I'd gone in to buy a new pair and the kid had me fitted within seconds. He had great sales banter, friendly but not too, and the whole store pulsed to his energy. He'd grabbed a new customer before I'd even left.
But not before I discovered, chatting at the register, that this sandy-haired 16-year-old Mayo High School junior is foreign-born -- a "resident alien" in our government's strange parlance. Behind his winning all-American facade, Kevin Strehler, fluent in teenager English down to the last muffled "you know," is as worldly, as well-traveled, and as truly exotic as our Somali neighbors who brighten Rochester in their brilliant chiffons.

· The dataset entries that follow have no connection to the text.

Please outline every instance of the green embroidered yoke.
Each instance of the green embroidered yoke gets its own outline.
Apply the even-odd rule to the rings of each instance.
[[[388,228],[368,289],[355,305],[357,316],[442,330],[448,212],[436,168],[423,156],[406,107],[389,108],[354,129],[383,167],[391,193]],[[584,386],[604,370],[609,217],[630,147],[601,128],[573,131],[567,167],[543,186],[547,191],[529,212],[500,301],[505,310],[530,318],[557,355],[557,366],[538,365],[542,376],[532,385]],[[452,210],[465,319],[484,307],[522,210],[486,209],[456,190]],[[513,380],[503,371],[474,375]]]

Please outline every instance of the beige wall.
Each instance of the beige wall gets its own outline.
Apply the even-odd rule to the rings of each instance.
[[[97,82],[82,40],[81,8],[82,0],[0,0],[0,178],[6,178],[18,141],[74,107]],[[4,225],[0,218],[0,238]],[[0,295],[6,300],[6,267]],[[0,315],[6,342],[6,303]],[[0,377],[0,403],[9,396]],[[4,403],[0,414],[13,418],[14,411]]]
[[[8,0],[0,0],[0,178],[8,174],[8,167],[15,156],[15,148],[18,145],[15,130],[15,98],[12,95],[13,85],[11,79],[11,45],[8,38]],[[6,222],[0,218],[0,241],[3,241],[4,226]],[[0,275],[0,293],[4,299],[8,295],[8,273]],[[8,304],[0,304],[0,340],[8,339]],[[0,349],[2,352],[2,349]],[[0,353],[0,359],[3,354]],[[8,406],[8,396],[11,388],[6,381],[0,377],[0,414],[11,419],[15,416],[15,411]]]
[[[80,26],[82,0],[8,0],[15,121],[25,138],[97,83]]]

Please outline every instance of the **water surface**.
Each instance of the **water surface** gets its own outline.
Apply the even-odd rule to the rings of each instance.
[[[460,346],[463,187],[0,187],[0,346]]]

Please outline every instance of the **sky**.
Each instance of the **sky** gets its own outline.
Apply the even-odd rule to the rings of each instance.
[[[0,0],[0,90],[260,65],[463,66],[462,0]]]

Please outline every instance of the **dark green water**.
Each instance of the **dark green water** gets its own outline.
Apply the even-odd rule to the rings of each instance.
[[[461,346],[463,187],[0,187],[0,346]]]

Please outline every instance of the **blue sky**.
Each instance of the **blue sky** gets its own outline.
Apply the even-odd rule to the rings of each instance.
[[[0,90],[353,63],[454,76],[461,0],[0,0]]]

In other words, he's a global citizen.
Born in Zurich, Switzerland, and still a legal citizen of that country, Kevin moved to Rochester as a child but spends a full month each summer with relatives in his homeland. His first language, which he still speaks at home with his parents, is Swiss German, the dialect of German that's spoken by 60 percent of Swiss and has the rather remarkable distinction, considering it is a German dialect, of using the French word "merci" for "thank you."
His bi-national outlook influences every facet of his life, down to the unusual way his mother, named Marie-Antoinette, quickly dispatches unwanted telemarketing calls.
"She is very particular to use both names," explains Kevin, "because in Switzerland, if there is no name after the hyphen, Marie is the name of a girl cow. So when the telemarketers call and ask for Marie, my Mom always says "There are no cows here!'"
The invisible and yet the most powerful thing about the kid is, simply, his international outlook. He carries it easily and unpretentiously. It's darned easy to miss in a shoe store. But make no mistake, he's a European.
We went for a coffee and I asked how being born and raised partially in Europe affects his political thinking. Bearing in mind that political thinking, like learning a second language, is not a skill American teenagers automatically acquire as most European teenagers do.
"It leads me to try to harmonize conservative American and liberal European thinking," he says. "With the war in Iraq I had friends who said 'Let's get Saddam out of there. We'll amass a huge army and wipe theirs out and nothing will happen to us.' And I said, 'Are you willing to send family members over there? What about the money you need to spend? And what about the future of Iraq once the war is over?'"
The rap on global citizens is they're not patriotic, either to their native country or their adopted land. I threw that challenge Kevin's way.
"I'm patriotic both to Switzerland and the United States, and I'm proud to be from both places," he said. "By placing your loyalty too much in one place you cause problems. If your country is doing something wrong with the right intention, you might not accept that it might be wrong.
"As a Swiss I'm proud that such a small nation has been able to think for itself and have such a say in international affairs. As an American, I'm proud there are many freedoms and opportunities. You have to earn it, but once you do you can say 'I achieved this and America is supporting me.'"
Does his global perspective give him power?
"Absolutely," he says. "I have an advantage because of my multiple perspectives and sometimes I get hassled for it. A person may disagree with me and have a valid point, but not argue from a wide perspective."
As we drained our coffees, Kevin explained the European take on American child rearing, public transit, cohabitation before marriage, and how folks in Zurich look on their neighbors compared to how folks in Rochester do.
"Here, people look at what you are and form an opinion, whereas in Europe you let them do what they do, and you don't judge so much."
My favorite was his take on the Minnesota legal drinking age.
"The idea here is when I'm 21 I can go into a bar and order a drink on my own and get piss-drunk. Whereas in Europe you already know by that age there is no point to just doing that."
Now who said global citizenship was impractical?
Go for it, kid. Thanks for your perspective -- and the shoes.